Au Kongo Central, la bataille autour du perchoir de l’Assemblée provinciale est en train de changer de dimension. Longtemps cantonnée à une confrontation politico-judiciaire autour de la réhabilitation de Papy Mantezolo Diatezua, la crise menace désormais d’avoir des répercussions directes sur le traitement des dossiers visant le gouverneur Grâce Bilolo.
Le calendrier politique provincial place aujourd’hui les institutions dans une zone de fortes turbulences. D’un côté, le bureau actuellement dirigé par Victor Nsuami Mpaka maintient la tenue d’une plénière ce mercredi 13 mai 2026 afin d’examiner le rapport de la commission spéciale chargée d’analyser le réquisitoire du Procureur général près la Cour de cassation contre le gouverneur de province. De l’autre, Papy Mantezolo, réhabilité par la Cour constitutionnelle, affirme que ce bureau est désormais « caduc » et prépare activement sa reprise du perchoir.
Derrière cette confrontation se dessine une question institutionnelle majeure : quelle sera la valeur politique et potentiellement juridique des décisions prises par une Assemblée dont la direction est ouvertement contestée par celui qui se considère comme le président légal de l’institution ?
Une course contre le temps institutionnel

Le timing de cette crise n’a rien d’anodin.

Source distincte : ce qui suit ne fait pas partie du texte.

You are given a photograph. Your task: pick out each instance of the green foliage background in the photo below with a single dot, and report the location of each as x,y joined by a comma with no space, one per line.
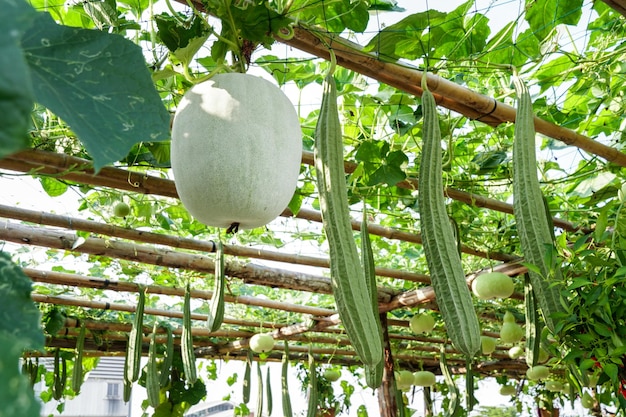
125,66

Alors que le bureau Nsuami accélère les procédures autour du dossier du gouverneur, le camp Mantezolo tente simultanément d’imposer l’exécution rapide de l’arrêt de la Cour constitutionnelle. À Matadi, beaucoup y voient désormais une véritable course contre la montre.
Car si Papy Mantezolo parvient à reprendre effectivement le contrôle du perchoir dans les prochains jours, la dynamique politique au sein de l’Assemblée provinciale pourrait être profondément reconfigurée. Certaines voix estiment déjà que le retour de l’ancien président pourrait modifier les rapports de force autour des procédures visant l’exécutif provincial.

Ce débat est d’autant plus sensible que plusieurs observateurs reprochaient au bureau Mantezolo une relative discrétion dans le contrôle de l’action gouvernementale avant sa destitution, contrairement au bureau Nsuami qui, ces derniers mois, a multiplié commissions, interpellations et initiatives autour de la gestion provinciale.

Dans ce contexte, la plénière annoncée pour examiner le dossier du gouverneur prend une dimension hautement stratégique. Au-delà du simple examen d’un rapport parlementaire, c’est désormais la légitimité même des actes posés par le bureau actuel qui risque d’être soumise au débat politique.
Vers une crise de double légitimité ?

Le paradoxe est désormais total au sommet de l’Assemblée provinciale. Pendant que le bureau actuel affirme attendre la notification officielle de la Cour constitutionnelle avant toute application de l’arrêt, Papy Mantezolo soutient au contraire que cette décision est déjà exécutoire et que la notification peut être assurée par voie d’huissier de justice.
Résultat : deux lectures opposées de la même décision judiciaire coexistent désormais dans une institution appelée à traiter l’un des dossiers politiques les plus sensibles de la province. Cette situation fait émerger le risque d’une crise de double légitimité. D’un côté, un bureau qui continue d’exercer effectivement le pouvoir institutionnel et convoque des plénières ; de l’autre, un président réhabilité par la Haute Cour qui considère ce même bureau comme inexistant juridiquement.

À mesure que les heures avancent, une interrogation devient de plus en plus centrale dans les cercles politiques du Kongo Central : si demain des décisions importantes sont prises contre le gouverneur par le bureau actuel, pourront-elles être contestées ou fragilisées par le retour annoncé de Papy Mantezolo ?Plus les positions se radicalisent, plus la frontière entre crise institutionnelle et affrontement politique semble se réduire au sommet des institutions provinciales.
Derrière les procédures, les déclarations et les batailles d’interprétation juridique, le Kongo Central semble désormais engagé dans une séquence où la crise du perchoir ne menace plus seulement la stabilité de l’Assemblée provinciale, mais désormais l’ensemble de l’architecture politique et institutionnelle de la province.